Many, many that were invigorating. I think one of the more challenging scenes to shoot was the fight they had at the pool. I think unlike so much of the rest of the film, it’s a reactive scene. The walls have come down and I think both of these characters feel very exposed in that scene and the need to self-protect begins to operate in a more reactive register. I think for me, Jen, and Brian, the stakes of navigating that truthfully were very high.
I think the stakes of navigating the whole movie truthfully were very high for all of us, but I think finding our way through that in a more heightened, heated, reactive register was particularly thrilling and also challenging.
M&C: What are the many reasons that you want to work with Jennifer and Brian again, and do you think that will happen?
Oh, wow, how much time do we have? I could talk about them forever. I cannot wait to work with both of them again. It’s certainly my great, great, hope that I might have the opportunity sooner or later. As I mentioned Brian is an old friend. I think they are both actors of singular ability, and likewise, they were both were such steadfast, dedicated collaborators.
M&C: Do you know what your next project is? And is it on the stage, in movies, or both?
Yes, it is looking like the next thing I will actually be in production for will be a play. But I also have a feature in very early development and also a couple of TV projects in development. In terms of which of those goes next, it will be a question of what’s ready when and what puzzle pieces fall into place where.
But that’s a long-winded way of saying there are projects that are in the works for me in all of those mediums, and it’s certainly my hope that I will be able to have a diverse ecology of mediums active in my creative life.
M&C: How else do you see the movie?
I also found it to be very hopeful. I think when you’re in a situation that each of them is in, there’s a tendency to give up and to just focus on the struggle.

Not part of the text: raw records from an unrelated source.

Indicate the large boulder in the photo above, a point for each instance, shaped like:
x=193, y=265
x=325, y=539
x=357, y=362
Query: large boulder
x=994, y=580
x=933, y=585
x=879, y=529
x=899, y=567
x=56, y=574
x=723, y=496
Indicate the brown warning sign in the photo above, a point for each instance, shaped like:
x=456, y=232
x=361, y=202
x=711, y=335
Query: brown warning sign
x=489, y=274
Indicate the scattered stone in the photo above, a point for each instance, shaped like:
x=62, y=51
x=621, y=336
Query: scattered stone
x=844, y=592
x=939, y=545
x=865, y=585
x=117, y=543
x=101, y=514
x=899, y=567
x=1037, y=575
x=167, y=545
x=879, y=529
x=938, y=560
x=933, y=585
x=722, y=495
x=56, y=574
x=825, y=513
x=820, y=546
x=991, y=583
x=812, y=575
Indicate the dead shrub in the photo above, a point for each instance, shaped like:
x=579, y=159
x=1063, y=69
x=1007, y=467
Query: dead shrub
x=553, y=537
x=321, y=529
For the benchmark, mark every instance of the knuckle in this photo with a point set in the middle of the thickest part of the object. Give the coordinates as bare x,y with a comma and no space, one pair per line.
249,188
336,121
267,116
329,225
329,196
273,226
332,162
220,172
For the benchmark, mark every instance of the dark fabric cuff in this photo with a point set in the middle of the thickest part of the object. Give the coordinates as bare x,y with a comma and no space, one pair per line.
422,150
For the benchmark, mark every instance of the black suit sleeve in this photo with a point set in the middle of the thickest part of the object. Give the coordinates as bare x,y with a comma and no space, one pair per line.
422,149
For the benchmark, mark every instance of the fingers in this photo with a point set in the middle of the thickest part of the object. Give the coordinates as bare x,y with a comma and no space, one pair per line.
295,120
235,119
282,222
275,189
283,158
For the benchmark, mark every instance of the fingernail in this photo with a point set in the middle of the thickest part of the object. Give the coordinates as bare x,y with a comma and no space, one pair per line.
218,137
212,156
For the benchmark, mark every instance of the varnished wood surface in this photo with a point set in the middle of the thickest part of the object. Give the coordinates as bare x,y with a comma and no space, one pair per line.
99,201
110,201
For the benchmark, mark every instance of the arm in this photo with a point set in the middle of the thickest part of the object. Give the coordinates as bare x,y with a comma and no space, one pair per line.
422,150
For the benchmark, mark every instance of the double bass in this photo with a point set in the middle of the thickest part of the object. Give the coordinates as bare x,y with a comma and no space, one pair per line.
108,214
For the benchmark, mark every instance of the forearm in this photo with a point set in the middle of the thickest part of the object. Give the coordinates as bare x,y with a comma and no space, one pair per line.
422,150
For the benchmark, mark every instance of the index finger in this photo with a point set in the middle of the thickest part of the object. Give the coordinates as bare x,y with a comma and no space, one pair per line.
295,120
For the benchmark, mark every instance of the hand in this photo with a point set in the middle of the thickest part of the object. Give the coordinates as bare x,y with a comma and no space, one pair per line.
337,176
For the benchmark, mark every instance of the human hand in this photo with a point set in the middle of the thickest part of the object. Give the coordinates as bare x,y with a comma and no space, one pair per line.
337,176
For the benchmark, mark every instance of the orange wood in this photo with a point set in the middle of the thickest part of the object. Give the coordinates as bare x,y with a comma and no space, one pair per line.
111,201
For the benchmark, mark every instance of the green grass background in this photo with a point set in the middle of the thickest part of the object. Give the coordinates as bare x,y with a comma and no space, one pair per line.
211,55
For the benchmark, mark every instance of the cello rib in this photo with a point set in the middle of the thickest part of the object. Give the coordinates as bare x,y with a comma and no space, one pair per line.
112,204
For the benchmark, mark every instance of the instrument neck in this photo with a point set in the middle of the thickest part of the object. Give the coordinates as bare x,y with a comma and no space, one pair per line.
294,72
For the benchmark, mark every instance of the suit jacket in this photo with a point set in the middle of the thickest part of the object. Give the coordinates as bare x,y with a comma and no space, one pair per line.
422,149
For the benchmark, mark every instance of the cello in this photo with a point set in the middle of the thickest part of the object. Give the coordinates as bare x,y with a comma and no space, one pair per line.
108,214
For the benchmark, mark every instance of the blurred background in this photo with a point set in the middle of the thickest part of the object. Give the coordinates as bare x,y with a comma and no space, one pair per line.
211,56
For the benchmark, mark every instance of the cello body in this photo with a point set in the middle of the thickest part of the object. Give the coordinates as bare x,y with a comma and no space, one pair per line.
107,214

I had a lot of traumatic things happen to me and people said, “How did you get out of bed?” I said, “I don’t know, I gave myself a little time to regroup.” But that’s who I am, and to some people it takes weeks and for some people it takes years.

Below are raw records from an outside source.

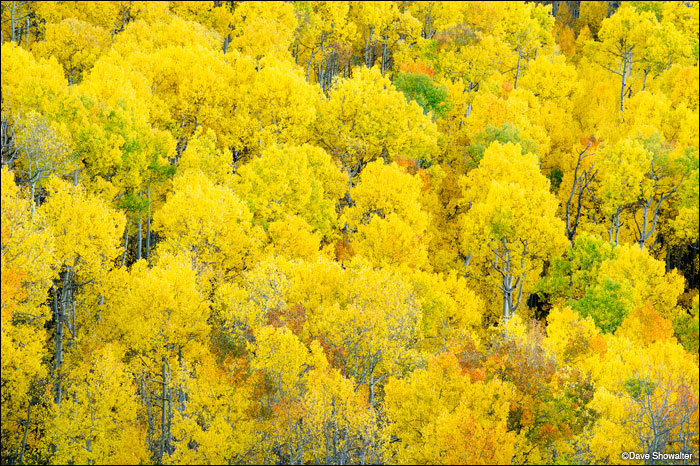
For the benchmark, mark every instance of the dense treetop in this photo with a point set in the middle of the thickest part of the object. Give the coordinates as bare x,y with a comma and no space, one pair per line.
349,232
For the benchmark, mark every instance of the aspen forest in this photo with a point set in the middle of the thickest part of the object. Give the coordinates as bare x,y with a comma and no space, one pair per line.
344,232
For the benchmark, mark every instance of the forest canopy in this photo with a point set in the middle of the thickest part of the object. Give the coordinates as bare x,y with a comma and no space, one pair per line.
350,232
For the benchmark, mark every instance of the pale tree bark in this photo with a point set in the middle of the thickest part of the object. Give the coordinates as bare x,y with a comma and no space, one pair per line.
581,182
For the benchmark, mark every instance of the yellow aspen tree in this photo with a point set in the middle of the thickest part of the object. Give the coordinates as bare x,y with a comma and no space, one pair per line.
511,227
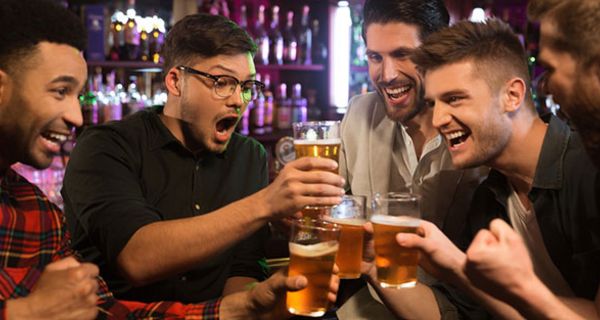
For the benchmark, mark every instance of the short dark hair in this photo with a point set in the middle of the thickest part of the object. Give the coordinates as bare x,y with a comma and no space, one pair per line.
492,46
577,28
25,24
427,15
203,35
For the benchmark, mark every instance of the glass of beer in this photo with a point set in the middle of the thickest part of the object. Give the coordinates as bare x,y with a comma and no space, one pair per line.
317,139
394,213
313,247
350,216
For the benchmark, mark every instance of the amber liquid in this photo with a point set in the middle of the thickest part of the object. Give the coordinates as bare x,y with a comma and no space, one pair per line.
320,149
349,255
315,262
396,266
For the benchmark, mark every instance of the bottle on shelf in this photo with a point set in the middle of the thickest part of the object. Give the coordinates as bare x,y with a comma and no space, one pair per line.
89,105
261,38
116,36
299,111
257,113
284,108
290,43
132,36
269,104
157,38
319,53
305,38
358,54
275,39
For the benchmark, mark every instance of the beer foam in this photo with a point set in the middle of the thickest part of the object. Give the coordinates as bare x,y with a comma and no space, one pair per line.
318,142
314,250
353,222
400,221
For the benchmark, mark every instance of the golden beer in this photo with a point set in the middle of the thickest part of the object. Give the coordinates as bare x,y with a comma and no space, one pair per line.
396,266
351,240
326,148
315,262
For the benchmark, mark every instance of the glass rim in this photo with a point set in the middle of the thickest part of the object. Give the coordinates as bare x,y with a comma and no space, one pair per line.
316,123
316,224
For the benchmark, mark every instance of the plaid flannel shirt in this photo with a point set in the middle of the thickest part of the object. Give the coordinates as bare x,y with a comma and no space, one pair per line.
33,234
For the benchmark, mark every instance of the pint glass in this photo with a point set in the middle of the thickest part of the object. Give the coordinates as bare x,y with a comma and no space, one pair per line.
350,216
313,246
394,213
319,139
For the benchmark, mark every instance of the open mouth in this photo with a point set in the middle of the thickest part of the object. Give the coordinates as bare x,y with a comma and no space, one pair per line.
397,92
226,124
55,137
457,138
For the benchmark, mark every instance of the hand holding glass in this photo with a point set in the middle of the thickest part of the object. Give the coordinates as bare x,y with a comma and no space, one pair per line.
350,216
313,246
319,139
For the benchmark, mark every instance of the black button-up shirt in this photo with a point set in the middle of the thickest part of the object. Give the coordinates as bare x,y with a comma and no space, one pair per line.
127,174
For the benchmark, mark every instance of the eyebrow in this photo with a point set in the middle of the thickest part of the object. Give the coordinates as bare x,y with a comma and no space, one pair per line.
68,79
222,67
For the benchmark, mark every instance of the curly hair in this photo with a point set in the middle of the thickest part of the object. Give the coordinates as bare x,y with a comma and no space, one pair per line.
25,24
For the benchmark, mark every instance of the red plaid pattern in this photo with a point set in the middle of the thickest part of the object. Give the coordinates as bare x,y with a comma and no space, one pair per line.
33,234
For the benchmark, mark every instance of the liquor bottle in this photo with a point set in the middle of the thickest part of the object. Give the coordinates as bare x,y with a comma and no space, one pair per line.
116,36
284,108
269,104
145,28
276,39
89,106
358,55
243,22
290,43
261,38
305,39
298,104
157,38
257,114
319,53
132,36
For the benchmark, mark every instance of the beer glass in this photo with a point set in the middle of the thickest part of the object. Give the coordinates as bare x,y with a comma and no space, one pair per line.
317,139
394,213
313,246
350,216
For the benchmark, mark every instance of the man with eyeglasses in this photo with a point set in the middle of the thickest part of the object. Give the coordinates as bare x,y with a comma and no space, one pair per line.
171,203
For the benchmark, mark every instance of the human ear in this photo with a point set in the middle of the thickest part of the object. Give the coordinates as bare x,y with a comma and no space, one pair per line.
173,82
514,95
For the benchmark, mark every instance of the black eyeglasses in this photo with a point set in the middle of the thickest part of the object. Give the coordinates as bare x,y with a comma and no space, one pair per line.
225,85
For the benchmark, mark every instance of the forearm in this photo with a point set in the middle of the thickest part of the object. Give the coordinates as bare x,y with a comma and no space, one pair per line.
498,308
169,247
416,303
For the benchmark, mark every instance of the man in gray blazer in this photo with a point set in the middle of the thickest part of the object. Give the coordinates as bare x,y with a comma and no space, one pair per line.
389,142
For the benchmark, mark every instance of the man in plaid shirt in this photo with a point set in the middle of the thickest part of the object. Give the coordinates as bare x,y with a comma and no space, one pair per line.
41,74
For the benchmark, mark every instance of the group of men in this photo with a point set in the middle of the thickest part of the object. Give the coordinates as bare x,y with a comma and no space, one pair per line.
170,204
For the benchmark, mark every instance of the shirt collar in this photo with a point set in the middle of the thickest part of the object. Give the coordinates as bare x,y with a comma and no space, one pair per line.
163,137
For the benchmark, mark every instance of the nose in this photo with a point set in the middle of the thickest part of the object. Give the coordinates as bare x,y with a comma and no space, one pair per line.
73,115
389,70
441,116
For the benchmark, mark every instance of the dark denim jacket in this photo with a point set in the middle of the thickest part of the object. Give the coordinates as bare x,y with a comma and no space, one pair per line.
565,196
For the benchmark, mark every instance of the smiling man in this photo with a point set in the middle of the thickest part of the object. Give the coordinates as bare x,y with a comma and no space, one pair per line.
542,182
170,203
389,142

M&C: I did see them being able to move on in whatever way they could as a triumph. Even making a connection with each other.

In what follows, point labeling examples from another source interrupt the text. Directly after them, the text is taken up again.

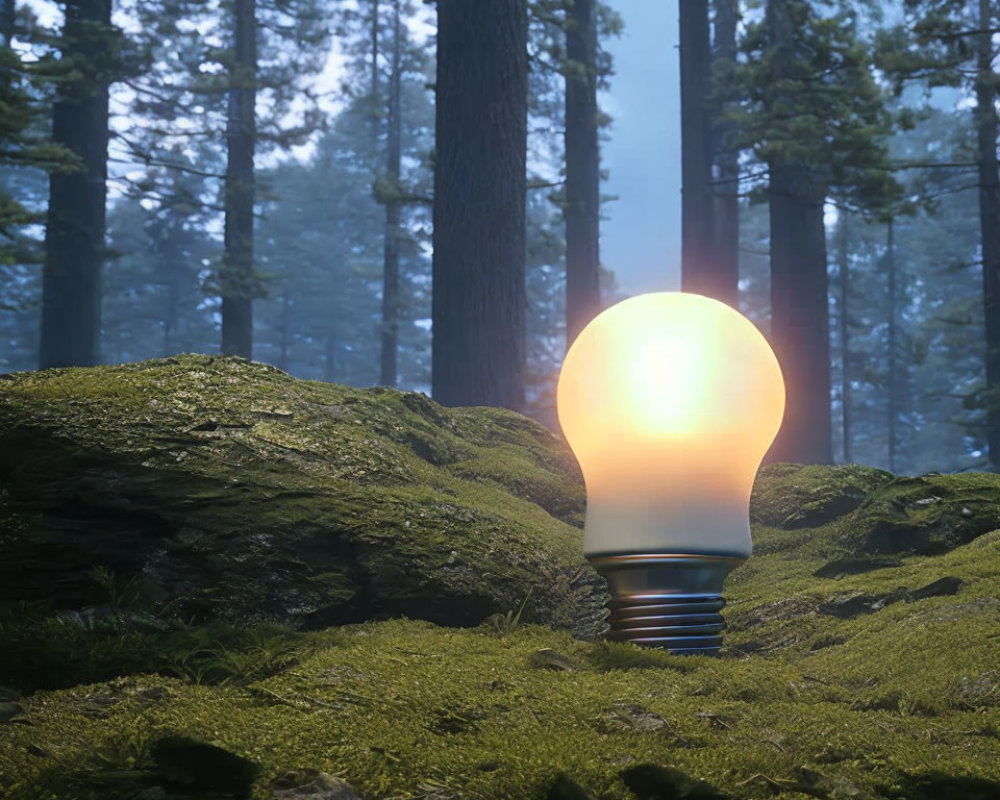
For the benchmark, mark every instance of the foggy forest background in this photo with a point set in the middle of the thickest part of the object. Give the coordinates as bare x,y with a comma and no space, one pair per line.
440,174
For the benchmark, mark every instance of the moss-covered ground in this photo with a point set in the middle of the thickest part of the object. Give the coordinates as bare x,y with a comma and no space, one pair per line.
812,697
861,660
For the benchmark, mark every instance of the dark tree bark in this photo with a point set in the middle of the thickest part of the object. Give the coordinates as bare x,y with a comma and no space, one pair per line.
75,225
726,173
390,278
286,330
799,306
989,221
238,280
8,13
478,306
843,267
697,228
892,346
583,169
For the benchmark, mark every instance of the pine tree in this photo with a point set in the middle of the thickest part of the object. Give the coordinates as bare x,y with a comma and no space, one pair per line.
479,203
726,158
816,118
698,261
582,203
232,71
75,224
237,275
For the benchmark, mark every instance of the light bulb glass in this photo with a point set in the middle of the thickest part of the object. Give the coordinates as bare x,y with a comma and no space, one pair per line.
669,401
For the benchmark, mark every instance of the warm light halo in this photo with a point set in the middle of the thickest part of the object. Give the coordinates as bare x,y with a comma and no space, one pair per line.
669,401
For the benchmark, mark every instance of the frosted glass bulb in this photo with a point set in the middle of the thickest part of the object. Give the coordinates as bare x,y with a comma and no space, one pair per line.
669,401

I’m so moved to hear that, and I so appreciate you sharing that with me. I’m also from a place of obviously total ignorance, I’m so sorry for whatever you were navigating. It also sounds like you’ve summoned a lot of resilience. And what you’re saying, also leads me to reflect that I think the film I hope contains an awareness that healing often transpires in what can look like very small, slow steps. But those steps, however small they might appear, are nonetheless often hard-fought, and take a lot of work, a lot of resilience, and a lot of tenacity.
M&C: How did the pandemic affect the production of Causeway?
There was a two-year pause in the middle of shooting this film due to the pandemic. We started in the summer of 2019, we had a hurricane, and we had to evacuate. That’s the tip of the iceberg. And we always knew we’d be coming back. And by the time we came back, it was March 2020. And like 15 hours before I was going to get on a plane, I got a call that the state of now-surging, at that point global pandemic, meant there was a work stoppage in all film production.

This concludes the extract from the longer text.